The fulfillment of the first promise (Abraham’s seed would become a great nation) is a matter of history and is going to be realized in an even greater way in the future. The greatness of Israel under the leadership of David and Solomon show the fulfillment in the past of Israel being a great nation. When Christ comes back to sit on the throne of Israel in the millennium, the greatest fulfillment of this particular promise will occur.

To see the fulfillment of the second promise (God would bless Abraham), one has to read only a few chapters further on in Genesis. In those chapters one will see Abraham coming into great material prosperity; and, even more importantly, one will see the great spiritual blessings which came to Abraham. God truly fulfilled His promise about blessing Abraham.

The fulfillment of the third promise (Abraham’s name to be great) is uncontestable. For some four thousand years, the name of Abraham has stood above most names in terms of fame. Not only is his name revered by the Jewish people, but he is also revered by many other people of the earth—from the followers of Mohammed to the followers of Christ.

The fourth promise (Abraham would be a blessing to others) like that of the second promise, begins to manifest fulfillment quickly in Scripture. Abraham’s rescue of the inhabitants of Sodom is an excellent example of the fulfillment of that promise and is reported in Genesis 14 just two chapters further on from our text. An important lesson we learn from this promise and fulfillment is that when God blesses us it is so we can bless others. God’s blessings are not to be enjoyed selfishly, but they are to be used to bless others. "I will bless thee" is to be followed by "thou shalt be a blessing."

The fifth and sixth promises (bless them that bless thee and curse them that curse thee) are two interrelated promises which mankind must not ignore, or they will miss great blessing and suffer great judgment. On the judgment side of the promise, Egypt, Babylon, Rome, and Germany are some of the well known nations who were at one time great world powers but because of their mistreatment of the Jews were destroyed or became second class nations.

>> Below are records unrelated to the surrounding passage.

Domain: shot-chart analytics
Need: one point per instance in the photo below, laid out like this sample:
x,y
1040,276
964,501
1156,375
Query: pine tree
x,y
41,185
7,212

On the blessing side of this promise, the United States has been greatly benefited by its benevolent attitude to the Jews—an attitude, however, which is waning alarmingly fast in our country. Our benevolent attitude towards the Jews in World War II, as an example, resulted in a great influx of brain power when Jewish scientists fled Nazi Germany and came to the United States. Being the first nation of the world to recognize Israel’s independence in 1948 has surely been a result of much mercy from God for our country.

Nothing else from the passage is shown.